Nowadays Dove, a great-grandfather who lives in Pasadena, still draws crowds at local venues. Last week, he performed at the Rosedale American Legion; on Oct. 15, he’ll play the one in Aberdeen. Several times, he has sung the national anthem before Orioles’ games at Camden Yards.

In his prime, Dove’s crooning — his ballads could melt a lady’s heart — prompted female fans to strew the stage with everything from hotel keys to their underwear.

Say you, over there, my name is Ronnie,

I think you are gonna be my girl.

Do those followers — many now seniors — still swoon when he takes the mic?

“I can’t say because my wife, Marty, will read this,” Dove said. “I just know that I love to sing; every time [on stage] is like a dream come true. People tell me, ‘You sing better than ever.’ Well, that’s a lie. But I’d like to perform until I’m 100. I can dream, can’t I?”

His basement is a tribute to Dove’s career, filled with LPs and CDs and autographed photos of his admirers, from Brooks Robinson to Sammy Davis, Jr. There’s a football signed by Johnny Unitas and a boxing glove autographed by Leon Spinks, onetime world heavyweight champ.

Born in Herndon, Virginia, Dove learned to sing from his grandmother, who played the guitar in church. His first solo, at age 5? “Away In A Manger.”

“I remember everyone applauding,” he said.

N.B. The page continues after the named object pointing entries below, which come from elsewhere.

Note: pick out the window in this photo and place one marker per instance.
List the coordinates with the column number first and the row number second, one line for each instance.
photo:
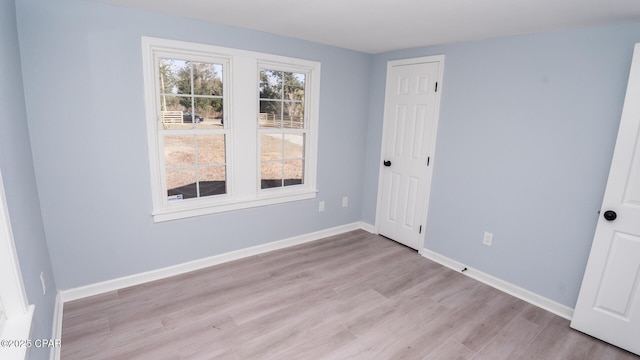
column 227, row 128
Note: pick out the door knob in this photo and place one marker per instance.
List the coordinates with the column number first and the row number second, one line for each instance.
column 610, row 215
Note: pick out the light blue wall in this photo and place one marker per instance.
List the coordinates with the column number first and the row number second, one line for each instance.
column 83, row 82
column 526, row 134
column 19, row 179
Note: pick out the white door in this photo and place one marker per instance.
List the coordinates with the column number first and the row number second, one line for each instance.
column 409, row 132
column 608, row 306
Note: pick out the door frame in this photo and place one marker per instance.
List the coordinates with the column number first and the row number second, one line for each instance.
column 411, row 61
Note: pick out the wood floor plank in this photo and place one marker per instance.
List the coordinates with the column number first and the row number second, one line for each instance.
column 350, row 296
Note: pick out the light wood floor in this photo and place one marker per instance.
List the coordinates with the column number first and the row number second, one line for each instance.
column 352, row 296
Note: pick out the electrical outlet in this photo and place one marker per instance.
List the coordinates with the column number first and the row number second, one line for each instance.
column 44, row 288
column 487, row 239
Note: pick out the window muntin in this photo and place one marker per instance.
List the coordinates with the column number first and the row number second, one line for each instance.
column 191, row 101
column 191, row 94
column 204, row 180
column 282, row 127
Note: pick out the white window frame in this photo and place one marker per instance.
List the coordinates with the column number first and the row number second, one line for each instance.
column 17, row 311
column 241, row 94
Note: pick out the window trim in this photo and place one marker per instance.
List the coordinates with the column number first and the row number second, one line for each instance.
column 241, row 106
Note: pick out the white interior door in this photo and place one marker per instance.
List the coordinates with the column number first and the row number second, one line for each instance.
column 409, row 132
column 608, row 306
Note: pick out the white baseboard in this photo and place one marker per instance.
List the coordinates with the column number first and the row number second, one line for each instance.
column 137, row 279
column 56, row 333
column 523, row 294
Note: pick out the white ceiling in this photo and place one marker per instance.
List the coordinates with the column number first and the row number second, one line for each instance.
column 375, row 26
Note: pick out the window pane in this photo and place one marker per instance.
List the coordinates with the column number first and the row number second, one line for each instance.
column 175, row 76
column 181, row 184
column 271, row 148
column 271, row 174
column 212, row 181
column 207, row 79
column 293, row 172
column 179, row 151
column 293, row 146
column 294, row 86
column 211, row 149
column 270, row 114
column 270, row 84
column 293, row 115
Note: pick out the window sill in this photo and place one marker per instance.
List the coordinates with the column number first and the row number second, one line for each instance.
column 17, row 328
column 264, row 199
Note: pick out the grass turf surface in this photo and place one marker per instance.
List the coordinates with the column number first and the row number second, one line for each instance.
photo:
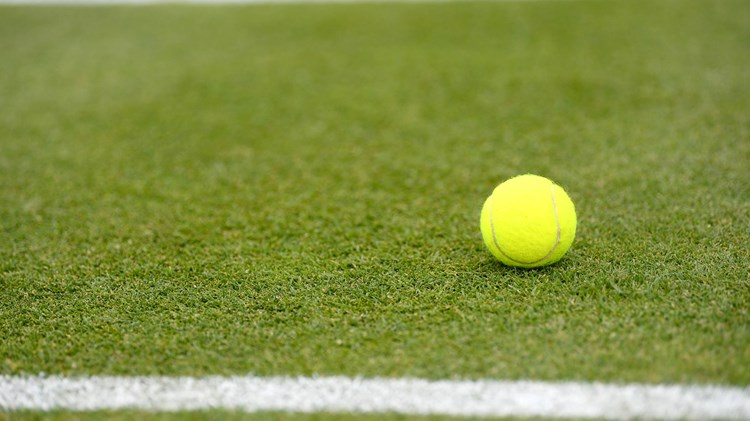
column 296, row 190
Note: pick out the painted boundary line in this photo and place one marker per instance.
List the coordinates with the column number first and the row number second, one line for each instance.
column 377, row 395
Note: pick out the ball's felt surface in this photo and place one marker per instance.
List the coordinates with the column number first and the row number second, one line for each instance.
column 528, row 221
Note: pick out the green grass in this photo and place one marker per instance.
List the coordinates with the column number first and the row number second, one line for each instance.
column 296, row 190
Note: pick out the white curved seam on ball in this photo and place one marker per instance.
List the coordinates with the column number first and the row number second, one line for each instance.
column 557, row 240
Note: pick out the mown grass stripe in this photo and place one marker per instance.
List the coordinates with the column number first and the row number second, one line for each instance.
column 406, row 396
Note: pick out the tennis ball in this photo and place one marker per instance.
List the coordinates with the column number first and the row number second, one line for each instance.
column 528, row 221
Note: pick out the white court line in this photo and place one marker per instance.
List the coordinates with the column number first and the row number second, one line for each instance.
column 377, row 395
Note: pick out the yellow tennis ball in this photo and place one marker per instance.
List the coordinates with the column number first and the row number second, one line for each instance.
column 528, row 221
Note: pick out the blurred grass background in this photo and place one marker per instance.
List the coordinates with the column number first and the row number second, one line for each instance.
column 296, row 189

In 1954, he joined the Coast Guard out of high school. Stationed in Baltimore, he sang in waterfront dives, like Elmer’s Musical Bar, a motorcycle hangout on Pratt Street where bad acts had to dodge flying beer bottles.

“Hells Angels came in every night to hear me do Elvis Presley’s songs,” Dove said. “They liked them, so nobody bothered me.”

His first hit, “Say You,” peaked at No. 40 on Billboard in 1964. Soon after, he landed in Nashville to record the follow-up, “Right Or Wrong,” another slow-tempo tune. There, at the RCA studio, he met Presley.

“I just about fainted; he was my hero,” said Dove. “Elvis gave me a big hug, listened to my playback of ‘Right Or Wrong’ and gave advice.

“‘Ronnie,’ he said, ‘you’ve got to end that song on a high note, like you did on ‘Say You,’ because that’s your trademark.’ So I went back into the studio and did one more take, where I hit the high note.”

“Right Or Wrong” reached No. 14 on the charts. On a roll, Dove cranked out four more hits in 1965 and five a year later, including the bouncy “Happy Summer Days.”

Look around you, there’s a rainbow in that watermelon sky,

And the twinkling of a million fireflies,

Let your heart keep taking pictures that we’ll share as years go by,

These are happy, happy, happy summer days.

In February 1965, Dove played The Lyric in Baltimore, alongside Chuck Berry, Little Anthony and The Imperials, and Joe Tex. That summer, he joined Dick Clark’s Caravan of Stars, a cross-country tour of high profile pop acts including the Shirelles, Peter & Gordon, Brian Hyland and Tom Jones, the swivel-hipped Welshman. Oh, the stories Dove can tell.

“Every night we’d each sing four or five songs in a different town,” he said. “Once, in South Carolina, Tom and I had sore throats and were in my room, trying to phone a doctor. A maid making the beds heard us and said, ‘If you eat a raw potato, it will help.’ We did. It worked. We wanted to thank the maid, but we never saw her again.”

Hobnobbing with rock stars introduced Dove to celebrities in other fields. In Los Angeles to cut one record, he wound up playing a pickup game of baseball in which he caught Dodgers’ Hall of Fame pitcher Sandy Koufax.

“He threw it pretty good,” the singer said.

All told, Dove recorded 227 songs. In hindsight, he wouldn’t change a thing.

“I’d do it all, twice,” he said. “Every second I’m on stage, I feel obligated to the people who still come to hear me sing. It’s the best thrill in the world to have them applaud you.”